Experienced long distance walkers will not be troubled by any of the stages on the Eden Way. Although a couple of sections are quite long, these days are fairly flat. Navigation is typically fairly simple, using established paths and rights of way wherever possible. The ability to walk for six consecutive days will usually be the biggest shock to the system for someone new to long distance walking.

Each section finishes in close proximity to accommodation, and the Settle-Carlisle railway line is never far away, which can be used to reach additional accommodation close to the walk. All stages finish in a town or village where you will be able to find a B&B, inn or hotel. Public transport links along the route are generally good. Garsdale at the end of the Way, has a train station to get you back home. Getting to the start of the walk at Rockcliffe will require the use of a car, either a taxi or a friend, as no public transport links are available in this little village.
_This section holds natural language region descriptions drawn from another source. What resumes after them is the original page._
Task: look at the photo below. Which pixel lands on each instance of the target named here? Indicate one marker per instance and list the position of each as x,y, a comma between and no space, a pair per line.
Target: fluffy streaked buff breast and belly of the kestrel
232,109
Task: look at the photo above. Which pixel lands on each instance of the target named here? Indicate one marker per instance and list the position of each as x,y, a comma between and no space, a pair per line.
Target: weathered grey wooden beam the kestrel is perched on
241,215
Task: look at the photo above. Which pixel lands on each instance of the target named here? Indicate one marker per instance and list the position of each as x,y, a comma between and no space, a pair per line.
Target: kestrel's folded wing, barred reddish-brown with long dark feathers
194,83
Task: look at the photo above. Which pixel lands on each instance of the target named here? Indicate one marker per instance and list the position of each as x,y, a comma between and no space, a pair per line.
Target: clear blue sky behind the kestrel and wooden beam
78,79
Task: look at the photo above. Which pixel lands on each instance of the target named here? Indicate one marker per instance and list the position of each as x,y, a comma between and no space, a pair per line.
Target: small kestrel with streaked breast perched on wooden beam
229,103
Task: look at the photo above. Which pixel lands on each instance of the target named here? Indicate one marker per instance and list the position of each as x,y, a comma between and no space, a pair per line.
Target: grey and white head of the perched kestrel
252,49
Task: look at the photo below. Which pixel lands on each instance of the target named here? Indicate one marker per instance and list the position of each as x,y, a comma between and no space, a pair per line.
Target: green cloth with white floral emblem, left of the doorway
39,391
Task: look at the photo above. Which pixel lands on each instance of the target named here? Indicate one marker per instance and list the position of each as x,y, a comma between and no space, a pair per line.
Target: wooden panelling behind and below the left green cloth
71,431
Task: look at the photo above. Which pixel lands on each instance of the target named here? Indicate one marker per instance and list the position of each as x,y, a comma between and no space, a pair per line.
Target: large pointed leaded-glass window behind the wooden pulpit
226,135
Almost every section of the Eden Way has its own merits and every section can be easily covered as a day walk, using the Settle-Carlisle line to create linear walks between the stations. However, the final day from Kirkby Stephen, up to the source of the Eden offers some incredible scenery and a rewarding ascent to a fantastic view point above Mallerstang. It’s almost possible to look back along the length of the walk and the views into Yorkshire and across the Cumbrian Fells more than compensate for the effort invested in the climb.

If you don’t see the answer to your question above, or in the comments below, then please feel free to ask it. All questions will get a response and even if you’re completely new to multi-day walks, there’s no such thing as a silly question, so please ask away!

Tell Us About Your Walk

If you’ve walked any of our routes, please share your experience with other walkers, or tell us of any issues with a book or the route notes! Use the comments form below.

4 Responses

  1. Hello,
    For all sorts of reasons, and despite the comment about logistics, I’m planning to follow the flow and walk the path this autumn ivn the ‘wrong’ direction. Is the path way marked so that it can be tackled this way, and is it marked on the OS explorer maps?
    With thanks for any info you can offer
    Regards, Nick

    1. Nick, unfortunately not. The path is not waymarked, nor is it marked on the OS maps. However, you should be able to follow the route in reverse, using the maps provided with the book. You’d have to ignore the annotations, but the route is highlighted.
      It’s a great walk and I hope you enjoy it as much as I do.